Bug #42136 Falcon: odd behavior for range query on index prefix when MRR is disabled
Submitted: 15 Jan 2009 16:53 Modified: 23 Apr 2009 1:20
Reporter: Sergey Petrunya Email Updates:
Status: Closed Impact on me:
None 
Category:MySQL Server: Falcon storage engine Severity:S3 (Non-critical)
Version: OS:Any
Assigned to: Vladislav Vaintroub CPU Architecture:Any
Tags: F_INDEX

[15 Jan 2009 16:53] Sergey Petrunya
Description:
Falcon exhibits odd behavior when running a range on an index prefix when MRR is disabled.

How to repeat:
1. Get the source data (1.3M) here:  http://s.petrunia.net/scratch/bug41890-dataset.sql.gz

2. Disable MRR. This is here because I've discovered this while analyzing BUG#41890. That bug reports an MRR problem, this bug is supposed to demonstrate that something is wrong without MRR, too.
 
   SET optimizer_use_mrr='disable'  

3. Put breakpoint in sql_select.cc:sub_select()

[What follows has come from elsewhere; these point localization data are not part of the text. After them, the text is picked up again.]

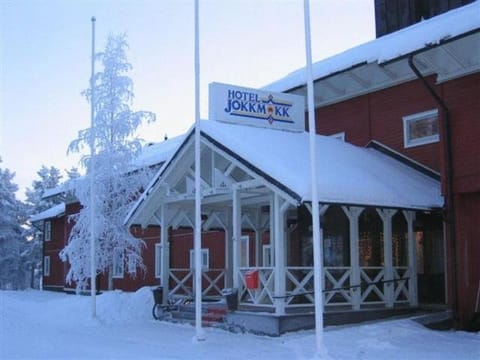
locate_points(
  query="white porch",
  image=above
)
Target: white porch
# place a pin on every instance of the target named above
(259, 214)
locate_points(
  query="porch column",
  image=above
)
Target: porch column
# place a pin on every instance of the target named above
(228, 250)
(356, 292)
(272, 230)
(258, 240)
(412, 259)
(388, 286)
(237, 233)
(279, 238)
(165, 251)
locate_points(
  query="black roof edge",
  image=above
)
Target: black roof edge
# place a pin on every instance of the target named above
(253, 168)
(335, 73)
(430, 46)
(376, 206)
(413, 53)
(403, 159)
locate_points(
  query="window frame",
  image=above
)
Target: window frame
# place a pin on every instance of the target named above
(267, 255)
(407, 120)
(244, 251)
(205, 257)
(158, 261)
(46, 265)
(339, 136)
(118, 255)
(47, 230)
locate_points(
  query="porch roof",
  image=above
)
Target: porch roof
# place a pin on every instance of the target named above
(347, 174)
(54, 211)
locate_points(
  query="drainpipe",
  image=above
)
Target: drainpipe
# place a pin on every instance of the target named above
(449, 208)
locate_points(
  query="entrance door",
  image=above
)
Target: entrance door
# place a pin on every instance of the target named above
(430, 259)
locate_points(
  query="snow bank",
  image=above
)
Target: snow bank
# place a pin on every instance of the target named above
(47, 325)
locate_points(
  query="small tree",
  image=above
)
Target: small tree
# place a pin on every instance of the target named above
(35, 203)
(117, 182)
(13, 274)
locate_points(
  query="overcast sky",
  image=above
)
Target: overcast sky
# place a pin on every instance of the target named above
(45, 49)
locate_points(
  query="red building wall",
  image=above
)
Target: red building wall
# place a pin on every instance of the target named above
(378, 116)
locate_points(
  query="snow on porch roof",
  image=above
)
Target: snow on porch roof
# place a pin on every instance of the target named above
(54, 211)
(347, 174)
(391, 46)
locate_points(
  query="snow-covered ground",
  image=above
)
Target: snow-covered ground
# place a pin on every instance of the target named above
(35, 324)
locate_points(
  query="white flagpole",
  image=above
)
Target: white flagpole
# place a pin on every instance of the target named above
(198, 206)
(317, 246)
(93, 272)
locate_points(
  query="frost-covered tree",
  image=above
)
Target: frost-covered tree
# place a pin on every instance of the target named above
(13, 272)
(48, 178)
(116, 182)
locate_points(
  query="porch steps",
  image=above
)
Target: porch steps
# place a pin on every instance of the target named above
(212, 315)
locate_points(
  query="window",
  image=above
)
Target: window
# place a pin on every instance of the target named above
(158, 261)
(267, 255)
(421, 128)
(244, 251)
(118, 263)
(47, 230)
(205, 259)
(132, 268)
(46, 266)
(339, 136)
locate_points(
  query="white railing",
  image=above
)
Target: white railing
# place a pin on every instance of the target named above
(299, 285)
(337, 286)
(401, 275)
(371, 279)
(213, 281)
(261, 296)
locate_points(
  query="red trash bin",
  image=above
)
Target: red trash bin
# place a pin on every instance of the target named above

4. Run the query  (it's rather long so I'll attach it as a file)
  
   SELECT bench1.* FROM bench1 WHERE id IN (1,2,3,4,5,6, ... 1000) 

4. When you hut a breakpoint in sub_select(),  put another breakpoint at
   storage/falcon/Index.cpp:477 (line number from current 6.0-main), at the end of 
  Index::scanIndex(), on the

>>	if (transaction)   // here
		transaction->scanIndexCount++;
   
lines at the very bottom. Let the breakpoint print bitmap->count.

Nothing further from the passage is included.